Le premier est l’insertion complète et immédiate du RCL clivé dans le feuillet β A pour former un brin β additionnel. Ce mouvement permet d’entrainer avec lui la protéinase (E) au pôle opposé de la serpine, sur une distance qui correspond à un déplacement relatif d’environ 70 Å (Stratikos et Gettins, 1999 ; Lee et al., 2000), formant le complexe covalent enzyme/inhibiteur (E–I*) avec libération d’énergie. Ce piégeage se produit avec une constante d’association, k4. En parallèle, l’hélice hF se déplace pour permettre l’insertion du RCL (Gettins, 2002b). Ce déplacement inhibe la protéase en engendrant des distorsions de son site actif (Huntington et al., 2000 ; Dementiev et al., 2006).

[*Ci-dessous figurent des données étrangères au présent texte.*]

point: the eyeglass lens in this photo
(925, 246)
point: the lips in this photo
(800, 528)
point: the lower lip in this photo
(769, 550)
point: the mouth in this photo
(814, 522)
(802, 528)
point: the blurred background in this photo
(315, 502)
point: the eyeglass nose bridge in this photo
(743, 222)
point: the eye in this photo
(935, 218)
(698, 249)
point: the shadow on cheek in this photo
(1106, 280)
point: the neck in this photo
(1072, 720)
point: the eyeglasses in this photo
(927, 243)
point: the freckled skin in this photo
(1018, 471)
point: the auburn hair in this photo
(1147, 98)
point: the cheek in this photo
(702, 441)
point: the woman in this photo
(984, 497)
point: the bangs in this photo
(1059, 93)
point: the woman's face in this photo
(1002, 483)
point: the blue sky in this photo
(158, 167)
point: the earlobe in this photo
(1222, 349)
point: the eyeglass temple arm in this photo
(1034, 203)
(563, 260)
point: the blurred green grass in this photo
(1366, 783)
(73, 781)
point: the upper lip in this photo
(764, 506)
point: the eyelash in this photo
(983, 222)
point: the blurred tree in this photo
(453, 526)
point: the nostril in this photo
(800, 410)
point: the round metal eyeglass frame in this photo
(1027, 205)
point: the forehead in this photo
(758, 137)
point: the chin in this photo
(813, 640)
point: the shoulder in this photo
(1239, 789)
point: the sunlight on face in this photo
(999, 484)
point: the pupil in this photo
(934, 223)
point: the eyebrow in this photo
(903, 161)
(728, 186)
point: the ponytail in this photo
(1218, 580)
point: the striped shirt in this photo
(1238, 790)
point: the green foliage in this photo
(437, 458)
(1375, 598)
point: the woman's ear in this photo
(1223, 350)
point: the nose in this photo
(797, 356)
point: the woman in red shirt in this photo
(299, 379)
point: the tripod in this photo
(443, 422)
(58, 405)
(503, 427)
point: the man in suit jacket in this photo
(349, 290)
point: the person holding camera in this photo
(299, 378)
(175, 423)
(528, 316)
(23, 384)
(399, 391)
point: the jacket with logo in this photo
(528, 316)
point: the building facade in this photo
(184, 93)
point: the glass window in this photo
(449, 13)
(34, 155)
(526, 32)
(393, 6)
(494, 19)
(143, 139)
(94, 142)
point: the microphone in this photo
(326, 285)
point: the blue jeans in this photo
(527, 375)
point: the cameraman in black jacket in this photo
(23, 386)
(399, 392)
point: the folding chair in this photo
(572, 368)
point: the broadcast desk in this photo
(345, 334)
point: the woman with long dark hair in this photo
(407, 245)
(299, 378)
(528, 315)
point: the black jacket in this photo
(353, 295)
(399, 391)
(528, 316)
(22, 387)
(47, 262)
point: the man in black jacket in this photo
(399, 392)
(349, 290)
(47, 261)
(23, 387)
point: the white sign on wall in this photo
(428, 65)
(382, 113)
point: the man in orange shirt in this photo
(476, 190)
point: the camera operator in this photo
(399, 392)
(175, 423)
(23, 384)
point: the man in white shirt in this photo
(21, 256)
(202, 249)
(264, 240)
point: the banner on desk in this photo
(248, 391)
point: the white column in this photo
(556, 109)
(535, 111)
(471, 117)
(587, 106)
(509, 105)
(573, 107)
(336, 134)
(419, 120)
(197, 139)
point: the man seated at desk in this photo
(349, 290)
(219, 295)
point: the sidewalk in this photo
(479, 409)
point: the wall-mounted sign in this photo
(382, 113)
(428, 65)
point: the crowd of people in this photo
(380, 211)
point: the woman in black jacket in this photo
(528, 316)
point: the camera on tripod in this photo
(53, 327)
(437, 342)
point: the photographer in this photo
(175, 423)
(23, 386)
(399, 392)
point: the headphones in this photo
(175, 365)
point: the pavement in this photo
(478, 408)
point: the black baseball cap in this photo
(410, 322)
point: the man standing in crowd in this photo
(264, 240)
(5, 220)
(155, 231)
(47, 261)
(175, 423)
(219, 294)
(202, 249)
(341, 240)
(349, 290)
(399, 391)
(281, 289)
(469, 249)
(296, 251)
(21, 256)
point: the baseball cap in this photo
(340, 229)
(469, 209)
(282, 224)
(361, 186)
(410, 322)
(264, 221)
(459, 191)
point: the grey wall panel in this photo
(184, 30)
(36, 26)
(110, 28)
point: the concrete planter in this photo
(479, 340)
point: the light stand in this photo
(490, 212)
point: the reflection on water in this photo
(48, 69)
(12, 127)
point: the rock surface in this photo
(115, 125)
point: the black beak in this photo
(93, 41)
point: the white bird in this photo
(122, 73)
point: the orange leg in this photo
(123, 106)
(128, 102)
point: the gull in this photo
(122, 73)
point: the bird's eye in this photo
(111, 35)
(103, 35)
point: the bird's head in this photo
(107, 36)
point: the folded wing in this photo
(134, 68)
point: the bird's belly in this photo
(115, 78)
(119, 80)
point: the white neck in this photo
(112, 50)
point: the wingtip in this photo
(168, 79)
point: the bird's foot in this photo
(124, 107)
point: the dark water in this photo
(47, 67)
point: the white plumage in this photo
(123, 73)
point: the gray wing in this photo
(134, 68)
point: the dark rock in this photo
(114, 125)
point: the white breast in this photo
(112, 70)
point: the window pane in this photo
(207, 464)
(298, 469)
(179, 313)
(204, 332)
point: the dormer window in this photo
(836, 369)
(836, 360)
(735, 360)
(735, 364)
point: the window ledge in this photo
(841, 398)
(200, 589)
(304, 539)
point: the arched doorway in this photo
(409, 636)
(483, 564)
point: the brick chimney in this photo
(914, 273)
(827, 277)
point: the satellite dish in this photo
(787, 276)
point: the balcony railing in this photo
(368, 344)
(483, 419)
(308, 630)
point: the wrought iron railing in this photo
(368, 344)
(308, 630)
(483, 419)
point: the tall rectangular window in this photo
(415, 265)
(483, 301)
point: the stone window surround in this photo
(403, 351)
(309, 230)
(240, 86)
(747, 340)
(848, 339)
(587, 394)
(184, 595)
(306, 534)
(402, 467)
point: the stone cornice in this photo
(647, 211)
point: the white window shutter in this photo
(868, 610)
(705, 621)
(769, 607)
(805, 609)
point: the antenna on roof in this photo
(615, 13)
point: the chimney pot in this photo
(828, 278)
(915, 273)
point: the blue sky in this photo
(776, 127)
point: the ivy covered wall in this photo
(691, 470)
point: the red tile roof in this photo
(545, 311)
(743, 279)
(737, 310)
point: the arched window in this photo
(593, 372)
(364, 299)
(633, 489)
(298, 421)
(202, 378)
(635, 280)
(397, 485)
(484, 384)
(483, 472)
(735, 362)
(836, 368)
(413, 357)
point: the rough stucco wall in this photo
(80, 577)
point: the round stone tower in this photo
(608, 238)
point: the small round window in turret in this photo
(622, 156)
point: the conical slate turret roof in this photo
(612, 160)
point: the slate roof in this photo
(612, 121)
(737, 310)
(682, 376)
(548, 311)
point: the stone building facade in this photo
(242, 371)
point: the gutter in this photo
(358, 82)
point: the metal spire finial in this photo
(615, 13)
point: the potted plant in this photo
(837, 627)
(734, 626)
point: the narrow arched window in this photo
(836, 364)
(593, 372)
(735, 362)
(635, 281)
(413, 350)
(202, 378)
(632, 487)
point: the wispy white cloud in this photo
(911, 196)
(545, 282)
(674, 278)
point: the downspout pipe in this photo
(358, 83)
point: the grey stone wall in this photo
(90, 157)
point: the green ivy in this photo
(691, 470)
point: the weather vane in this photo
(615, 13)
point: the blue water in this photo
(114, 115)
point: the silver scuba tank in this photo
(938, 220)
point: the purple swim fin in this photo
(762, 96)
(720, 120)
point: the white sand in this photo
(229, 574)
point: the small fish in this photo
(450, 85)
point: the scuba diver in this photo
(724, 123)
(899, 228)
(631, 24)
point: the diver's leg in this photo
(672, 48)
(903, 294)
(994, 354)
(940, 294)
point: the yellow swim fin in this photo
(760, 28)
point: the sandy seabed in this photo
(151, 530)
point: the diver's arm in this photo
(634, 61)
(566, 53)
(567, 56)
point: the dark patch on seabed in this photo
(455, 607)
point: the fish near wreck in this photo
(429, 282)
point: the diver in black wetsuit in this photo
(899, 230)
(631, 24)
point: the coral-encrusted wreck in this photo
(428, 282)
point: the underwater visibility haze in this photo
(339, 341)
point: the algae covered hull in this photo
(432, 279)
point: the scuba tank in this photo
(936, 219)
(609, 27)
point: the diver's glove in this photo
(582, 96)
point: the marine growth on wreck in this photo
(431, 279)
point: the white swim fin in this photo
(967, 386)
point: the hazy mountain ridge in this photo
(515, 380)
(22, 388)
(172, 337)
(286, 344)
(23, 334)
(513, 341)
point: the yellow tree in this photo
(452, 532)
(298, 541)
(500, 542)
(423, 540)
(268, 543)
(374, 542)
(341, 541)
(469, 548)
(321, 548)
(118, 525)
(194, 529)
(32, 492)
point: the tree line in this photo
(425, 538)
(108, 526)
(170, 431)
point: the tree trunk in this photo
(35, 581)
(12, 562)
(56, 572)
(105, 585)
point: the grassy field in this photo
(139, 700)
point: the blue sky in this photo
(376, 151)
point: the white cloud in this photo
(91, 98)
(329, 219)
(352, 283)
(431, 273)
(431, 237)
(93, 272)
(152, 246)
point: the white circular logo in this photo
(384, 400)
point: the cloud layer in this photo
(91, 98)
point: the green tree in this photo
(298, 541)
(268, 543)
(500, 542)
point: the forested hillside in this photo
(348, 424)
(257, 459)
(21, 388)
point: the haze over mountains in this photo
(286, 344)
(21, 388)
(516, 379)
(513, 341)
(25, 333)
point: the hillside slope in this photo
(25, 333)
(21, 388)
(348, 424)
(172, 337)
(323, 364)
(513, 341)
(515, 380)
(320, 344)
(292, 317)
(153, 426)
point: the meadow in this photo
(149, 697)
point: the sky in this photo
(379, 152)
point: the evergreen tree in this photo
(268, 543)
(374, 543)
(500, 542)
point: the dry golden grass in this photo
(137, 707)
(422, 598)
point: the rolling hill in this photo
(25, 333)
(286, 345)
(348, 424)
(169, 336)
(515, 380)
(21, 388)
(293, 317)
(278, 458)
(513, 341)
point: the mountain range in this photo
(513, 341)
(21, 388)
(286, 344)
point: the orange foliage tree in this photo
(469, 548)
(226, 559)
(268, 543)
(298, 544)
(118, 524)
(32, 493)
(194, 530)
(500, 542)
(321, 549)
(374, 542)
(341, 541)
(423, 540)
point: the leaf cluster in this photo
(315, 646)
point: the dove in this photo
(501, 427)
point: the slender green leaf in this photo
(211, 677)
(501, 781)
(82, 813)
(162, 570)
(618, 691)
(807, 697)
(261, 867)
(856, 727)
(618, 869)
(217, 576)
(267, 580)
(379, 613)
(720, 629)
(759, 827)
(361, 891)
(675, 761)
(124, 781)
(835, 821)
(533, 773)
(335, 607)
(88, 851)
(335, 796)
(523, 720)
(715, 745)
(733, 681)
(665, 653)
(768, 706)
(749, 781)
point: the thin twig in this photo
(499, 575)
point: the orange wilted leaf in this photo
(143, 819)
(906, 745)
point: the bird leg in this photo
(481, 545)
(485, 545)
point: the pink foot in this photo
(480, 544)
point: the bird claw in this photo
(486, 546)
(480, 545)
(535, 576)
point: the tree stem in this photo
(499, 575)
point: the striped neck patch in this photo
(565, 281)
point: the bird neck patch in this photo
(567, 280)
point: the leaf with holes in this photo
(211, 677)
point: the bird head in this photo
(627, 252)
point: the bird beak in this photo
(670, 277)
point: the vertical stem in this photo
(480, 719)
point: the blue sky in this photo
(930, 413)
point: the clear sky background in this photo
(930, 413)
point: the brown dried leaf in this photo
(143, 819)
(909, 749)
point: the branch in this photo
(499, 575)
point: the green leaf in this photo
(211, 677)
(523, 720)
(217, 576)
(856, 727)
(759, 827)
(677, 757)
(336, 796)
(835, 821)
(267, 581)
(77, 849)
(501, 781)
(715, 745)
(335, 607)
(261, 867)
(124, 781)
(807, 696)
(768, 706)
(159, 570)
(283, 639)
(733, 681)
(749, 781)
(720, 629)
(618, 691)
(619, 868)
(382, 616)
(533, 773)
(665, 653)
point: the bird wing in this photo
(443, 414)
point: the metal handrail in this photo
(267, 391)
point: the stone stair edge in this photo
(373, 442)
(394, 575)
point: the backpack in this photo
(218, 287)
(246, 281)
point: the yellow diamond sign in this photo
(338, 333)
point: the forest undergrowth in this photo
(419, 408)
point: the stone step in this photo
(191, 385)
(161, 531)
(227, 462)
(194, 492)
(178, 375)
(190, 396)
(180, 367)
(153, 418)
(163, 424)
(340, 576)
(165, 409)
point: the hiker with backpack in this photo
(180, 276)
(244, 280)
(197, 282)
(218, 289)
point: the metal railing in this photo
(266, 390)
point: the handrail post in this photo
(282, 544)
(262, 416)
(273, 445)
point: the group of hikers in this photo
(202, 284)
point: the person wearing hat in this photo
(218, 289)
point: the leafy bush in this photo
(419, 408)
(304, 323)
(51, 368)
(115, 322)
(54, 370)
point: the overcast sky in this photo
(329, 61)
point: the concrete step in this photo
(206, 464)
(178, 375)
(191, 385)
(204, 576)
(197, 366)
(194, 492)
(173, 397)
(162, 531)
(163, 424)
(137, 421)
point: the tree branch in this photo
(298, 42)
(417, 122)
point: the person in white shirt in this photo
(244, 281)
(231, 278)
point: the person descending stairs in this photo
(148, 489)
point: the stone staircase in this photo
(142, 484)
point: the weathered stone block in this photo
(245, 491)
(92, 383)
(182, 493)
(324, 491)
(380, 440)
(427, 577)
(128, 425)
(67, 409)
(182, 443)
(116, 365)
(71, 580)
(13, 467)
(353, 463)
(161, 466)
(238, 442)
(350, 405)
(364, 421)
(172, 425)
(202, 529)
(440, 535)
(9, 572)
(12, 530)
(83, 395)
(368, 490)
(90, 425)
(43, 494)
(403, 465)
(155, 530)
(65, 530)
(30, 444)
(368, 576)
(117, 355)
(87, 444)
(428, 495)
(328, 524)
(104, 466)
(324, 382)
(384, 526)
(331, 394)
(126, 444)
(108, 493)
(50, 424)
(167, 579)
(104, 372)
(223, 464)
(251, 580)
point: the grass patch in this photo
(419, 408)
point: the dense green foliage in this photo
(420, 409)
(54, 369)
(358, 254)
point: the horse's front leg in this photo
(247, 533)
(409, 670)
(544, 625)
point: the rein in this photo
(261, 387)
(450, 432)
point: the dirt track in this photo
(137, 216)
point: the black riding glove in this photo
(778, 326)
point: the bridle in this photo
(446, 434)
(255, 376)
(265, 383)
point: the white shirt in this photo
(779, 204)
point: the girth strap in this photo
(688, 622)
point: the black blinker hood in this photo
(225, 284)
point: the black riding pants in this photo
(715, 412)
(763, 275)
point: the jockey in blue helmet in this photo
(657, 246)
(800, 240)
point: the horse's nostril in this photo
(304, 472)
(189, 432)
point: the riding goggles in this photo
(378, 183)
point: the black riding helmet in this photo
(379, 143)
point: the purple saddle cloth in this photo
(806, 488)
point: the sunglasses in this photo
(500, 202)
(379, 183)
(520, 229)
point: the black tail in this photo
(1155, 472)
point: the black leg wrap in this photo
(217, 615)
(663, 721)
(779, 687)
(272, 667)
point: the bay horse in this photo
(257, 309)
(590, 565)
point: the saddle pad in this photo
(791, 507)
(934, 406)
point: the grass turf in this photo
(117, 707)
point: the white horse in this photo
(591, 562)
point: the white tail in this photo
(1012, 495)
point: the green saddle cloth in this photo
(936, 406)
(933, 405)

La serpine, quant à elle, subit un changement de conformation irréversible et un gain de stabilité thermodynamique.

Cependant, si l'insertion du RCL dans la molécule n'est pas suffisamment rapide, une déacylation du complexe survient et la réaction emprunte la voie du substrat, c'est-à-dire que la protéase peut accomplir la réaction d'hydrolyse avant que son activité ne soit entièrement compromise, ou il y’a formation de la serpine clivée (I*) (inactive) et de la protéase libre (active) (Lawrence et al., 2000), avec une constante d’association k3. Le rapport (k3/k4), aboutit à la « stœchiométrie d'inhibition » (SI), représentant le nombre de moles de serpine exigés pour former 1 mole du complexe covalent. Enfin, puisque le complexe covalent est seulement un intermédiaire cinétiquement emprisonné, il peut encore former les mêmes produits d'I* (inactif et stable) et d'E par une hydrolyse non catalytique, avec une constante d’association de

k5 (Gettins, 2002a ; Huntington, 2006 ; Gettins, 2007 ; Olson et Gettins, 2011).

III.6.3. Inhibition croisée ou « cross-class inhibition »

Les serpines ont été les premiers inhibiteurs qui ont montré une activité inhibitrice croisée. Salvesen (1993) a remarqué que la géométrie de la liaison avec le substrat et non le mécanisme catalytique des peptidases est le responsable de la sélectivité des inhibiteurs.

35 Bien que les serpines soient, en premier lieu, des inhibiteurs de peptidases à sérine, certaines sont également capables d’inhiber des peptidases à cystéine. Ce phénomène est décrit sous le terme d’inhibition croisée ou « cross-class inhibition ». Différents exemples ont été décrits dans la littérature et sont répertoriés dans le tableau 05.

Certaines serpines inhiberaient les peptidases à cystéine selon un mécanisme irréversible similaire à celui mis en place pour les peptidases à sérine. Elles formeraient un intermédiaire réactionnel thioacyle, permettant l’insertion du RCL lié à l’enzyme, la compression de la protéase et la modification de son site catalytique. Une liaison covalente entre la serpine crmA et les caspases 1, 6 et 8 a été confirmée (Dobó et al., 2006).